Untuk itu, sejumlah kemudahan, insentif, dan inovasi akan terus dilakukan. Beberapa hal yang sudah dilakukan antara lain memberlakukan perpanjangan merchant discount rate (MDR) QRIS nol persen bagi usaha mikro dan peningkatan limit transaksi QRIS dari semula Rp 5 juta menjadi Rp 10 juta per transaksi sejak 1 Maret 2022. Fitur QRIS juga akan dikembangkan termasuk agar bisa melakukan transfer-tarik-setor.
Setelah sukses bekerja sama dengan Thailand pada akhir Agustus 2022, kerja sama lintas negara dalam penggunaan QR berbasis mata uang lokal akan diperluas dengan Malaysia, Singapura, dan Filipina.

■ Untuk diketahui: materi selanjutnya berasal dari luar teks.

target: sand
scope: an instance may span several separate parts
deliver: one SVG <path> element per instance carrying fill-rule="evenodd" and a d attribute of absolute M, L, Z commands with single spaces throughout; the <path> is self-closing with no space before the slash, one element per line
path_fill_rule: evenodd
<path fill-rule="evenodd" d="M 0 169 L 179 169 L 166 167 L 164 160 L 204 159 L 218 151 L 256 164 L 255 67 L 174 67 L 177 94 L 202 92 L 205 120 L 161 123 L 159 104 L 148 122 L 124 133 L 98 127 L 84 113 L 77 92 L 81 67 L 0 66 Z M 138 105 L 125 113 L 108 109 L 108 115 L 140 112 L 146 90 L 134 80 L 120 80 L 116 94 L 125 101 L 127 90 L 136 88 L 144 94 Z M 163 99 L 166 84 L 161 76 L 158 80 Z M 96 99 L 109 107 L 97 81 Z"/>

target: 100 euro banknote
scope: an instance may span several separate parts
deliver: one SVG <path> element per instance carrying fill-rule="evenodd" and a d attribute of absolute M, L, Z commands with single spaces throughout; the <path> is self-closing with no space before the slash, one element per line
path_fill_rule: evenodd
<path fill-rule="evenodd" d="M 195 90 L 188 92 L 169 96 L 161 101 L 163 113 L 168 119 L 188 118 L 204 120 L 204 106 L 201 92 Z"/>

Perluasan kerja sama dengan negara ASEAN lainnya juga akan dijalin dengan memanfaatkan keketuaan Indonesia dalam ASEAN tahun 2023, termasuk juga dengan negara-negara lain, seperti India dan Arab Saudi.
Dengan banyaknya peluang untuk perluasan, kepercayaan dan antusiasme masyarakat dalam menggunakan QRIS harus tetap dijaga dengan menutup celah hadirnya penumpang gelap dan masalah-masalah keamanan lainnya. (LITBANG KOMPAS)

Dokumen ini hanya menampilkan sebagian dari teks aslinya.